A Preliminary Study: Human Fibroid Stro-1+/CD44+ Stem Cells Isolated From Uterine Fibroids Demonstrate Decreased DNA Repair and Genomic Integrity Compared to Adjacent Myometrial Stro-1+/CD44+ Cells

Compromised F stem cell DNA repair may contribute to further mutagenesis and, consequently, further growth and propagation of UF tumors.

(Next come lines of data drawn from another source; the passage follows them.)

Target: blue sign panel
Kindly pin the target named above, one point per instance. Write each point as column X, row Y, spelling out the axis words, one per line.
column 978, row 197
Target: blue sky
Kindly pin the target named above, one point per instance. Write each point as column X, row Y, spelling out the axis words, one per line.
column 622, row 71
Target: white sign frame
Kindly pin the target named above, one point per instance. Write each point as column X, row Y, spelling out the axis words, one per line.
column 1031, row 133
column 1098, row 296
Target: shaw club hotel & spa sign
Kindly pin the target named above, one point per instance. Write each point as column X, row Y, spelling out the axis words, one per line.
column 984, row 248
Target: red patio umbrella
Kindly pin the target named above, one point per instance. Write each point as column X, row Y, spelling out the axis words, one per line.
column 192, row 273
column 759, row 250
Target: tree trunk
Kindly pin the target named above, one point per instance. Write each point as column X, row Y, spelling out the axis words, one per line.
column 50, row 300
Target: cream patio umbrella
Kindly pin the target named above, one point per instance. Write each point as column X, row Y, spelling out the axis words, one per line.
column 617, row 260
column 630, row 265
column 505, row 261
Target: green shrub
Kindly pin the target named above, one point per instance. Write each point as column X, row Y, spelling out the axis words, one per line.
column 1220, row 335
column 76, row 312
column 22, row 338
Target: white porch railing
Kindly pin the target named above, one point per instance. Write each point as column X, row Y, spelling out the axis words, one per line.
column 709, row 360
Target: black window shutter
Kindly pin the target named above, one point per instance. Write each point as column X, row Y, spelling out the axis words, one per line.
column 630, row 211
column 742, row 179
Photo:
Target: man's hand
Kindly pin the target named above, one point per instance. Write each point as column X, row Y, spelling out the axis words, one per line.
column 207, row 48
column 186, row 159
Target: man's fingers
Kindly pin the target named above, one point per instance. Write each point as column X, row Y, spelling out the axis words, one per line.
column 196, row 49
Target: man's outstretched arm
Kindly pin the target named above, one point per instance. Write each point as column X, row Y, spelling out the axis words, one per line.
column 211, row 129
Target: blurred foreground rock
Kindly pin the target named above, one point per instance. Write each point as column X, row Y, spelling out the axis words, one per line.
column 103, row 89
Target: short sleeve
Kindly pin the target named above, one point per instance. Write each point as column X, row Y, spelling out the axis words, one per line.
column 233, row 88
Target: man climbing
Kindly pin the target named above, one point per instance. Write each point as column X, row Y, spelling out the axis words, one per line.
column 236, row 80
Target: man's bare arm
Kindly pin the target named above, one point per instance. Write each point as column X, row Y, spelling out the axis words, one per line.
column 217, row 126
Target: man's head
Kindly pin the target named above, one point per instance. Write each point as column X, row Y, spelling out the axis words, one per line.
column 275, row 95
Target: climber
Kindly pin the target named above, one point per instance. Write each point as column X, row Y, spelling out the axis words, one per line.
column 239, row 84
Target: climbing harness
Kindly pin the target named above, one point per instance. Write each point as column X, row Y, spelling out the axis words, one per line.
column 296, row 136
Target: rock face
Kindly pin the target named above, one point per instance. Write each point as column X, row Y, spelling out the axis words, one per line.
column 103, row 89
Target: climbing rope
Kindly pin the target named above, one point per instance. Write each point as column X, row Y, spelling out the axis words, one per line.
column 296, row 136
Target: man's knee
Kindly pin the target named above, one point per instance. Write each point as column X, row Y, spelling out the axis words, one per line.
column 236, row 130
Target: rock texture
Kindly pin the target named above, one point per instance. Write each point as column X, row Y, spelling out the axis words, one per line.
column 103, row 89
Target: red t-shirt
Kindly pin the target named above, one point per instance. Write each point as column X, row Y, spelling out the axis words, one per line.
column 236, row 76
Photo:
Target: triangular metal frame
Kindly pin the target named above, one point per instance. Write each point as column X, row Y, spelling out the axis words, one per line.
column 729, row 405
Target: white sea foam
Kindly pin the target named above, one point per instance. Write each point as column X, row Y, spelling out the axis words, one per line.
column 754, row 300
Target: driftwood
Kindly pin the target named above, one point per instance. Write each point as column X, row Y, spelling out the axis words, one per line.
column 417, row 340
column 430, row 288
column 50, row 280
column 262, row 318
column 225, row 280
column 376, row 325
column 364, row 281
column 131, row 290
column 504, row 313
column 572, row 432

To examine the putative cause(s) of this stem cell transformation, we analyzed DNA repair within stem cells from human UFs compared to those from adjacent myometrium to determine whether DNA repair in fibroid stem cells is compromised. Design: Human fibroid (F) and adjacent myometrial (Myo) stem cells were isolated from fresh tissues, and gene expression relating to DNA repair was analyzed. Fibroid stem cells differentially expressed DNA repair genes related to DNA double- (DSBs) and single-strand breaks. DNA damage was measured using alkaline comet assay. Additionally, DNA DSBs were induced in these stem cells and DNA DSB repair evaluated (1) by determining changes in phosphorylation of DNA DSB-related proteins and (2) by determining differences in γ-H2AX foci formation and relative DNA repair protein RAD50 expression.

Overall, F stem cells demonstrated increased DNA damage and altered DNA repair gene expression and signaling, suggesting that human F stem cells demonstrate impaired DNA repair. Conclusions: Compromised F stem cell DNA repair may contribute to further mutagenesis and, consequently, further growth and propagation of UF tumors.